If you haven’t read Harry Potter, perhaps the idea of an adult quoting one of its characters seems juvenile. But in fact, this reminder from the wizard Dumbledore that life’s choices often don’t come down to right or wrong, but right or easy, is both true and important.

I’ve been thinking about the virtue of courage a bit lately. It wasn’t an over stressed virtue in my upbringing, which I now think was unfortunate. I heard the negative “don’t be afraid” much more often than the positive (and significantly more powerful) corollary “be courageous” or “be brave.” Love, faith, patience, honesty, happiness, even confidence were verbally extolled, but courage much less so.
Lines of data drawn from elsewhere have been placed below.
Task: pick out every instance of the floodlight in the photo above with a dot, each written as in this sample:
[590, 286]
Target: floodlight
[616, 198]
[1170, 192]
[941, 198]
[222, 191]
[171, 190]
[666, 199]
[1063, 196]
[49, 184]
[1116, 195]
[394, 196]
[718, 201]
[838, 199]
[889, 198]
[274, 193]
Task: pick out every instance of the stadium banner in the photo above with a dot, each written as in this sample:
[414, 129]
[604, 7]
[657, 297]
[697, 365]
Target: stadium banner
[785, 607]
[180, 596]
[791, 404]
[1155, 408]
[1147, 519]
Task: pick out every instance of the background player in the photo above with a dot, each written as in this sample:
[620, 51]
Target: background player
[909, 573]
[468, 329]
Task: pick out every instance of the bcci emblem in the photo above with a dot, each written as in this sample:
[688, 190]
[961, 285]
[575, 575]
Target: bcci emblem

I have often been taught confidence as an antidote to fear. Confidence is not courage, cannot take the place of courage, and is not equal to courage as a moral. Confidence is an assurance that one will perform well; courage is the quality that compels us to perform even when we have no assurance that we will succeed, or even if we are assured that there will be negative consequences. It has nothing to do with our abilities and everything to do with acceptance of what we cannot know, perhaps even of suffering. When confidence is no longer sufficient, courage pushes for action.

It is no secret that our society suffers from virtues gone wild (read G. K. Chesterton’s “Orthodoxy” if you’re skeptical). We pick and choose and under and over emphasize certain virtues to fit our present causes, which is an abuse of both morality and mankind (C. A. Lewis’ “Abolition of Man” has a good discussion on this). Our horrible exercise of separating and dismissing virtues, rather than accepting and harmonizing them, renders even the virtues we retain useless. For what use is tolerance if I’m too afraid of the social consequences to oppose bigotry? What is generosity if I’m too protective of my safety to help the homeless man on the street? Virtues need each other, and courage is needed no less than any other.

If love is the virtue that provides the reason for all others, then courage is the virtue that moves love into action; love compels while courage propels.

Perhaps Maya Angelou said it best when she said “Courage is the most important of all the virtues, because without courage you can’t practice any other virtue consistently. You can practice any virtue erratically, but nothing consistently without courage.”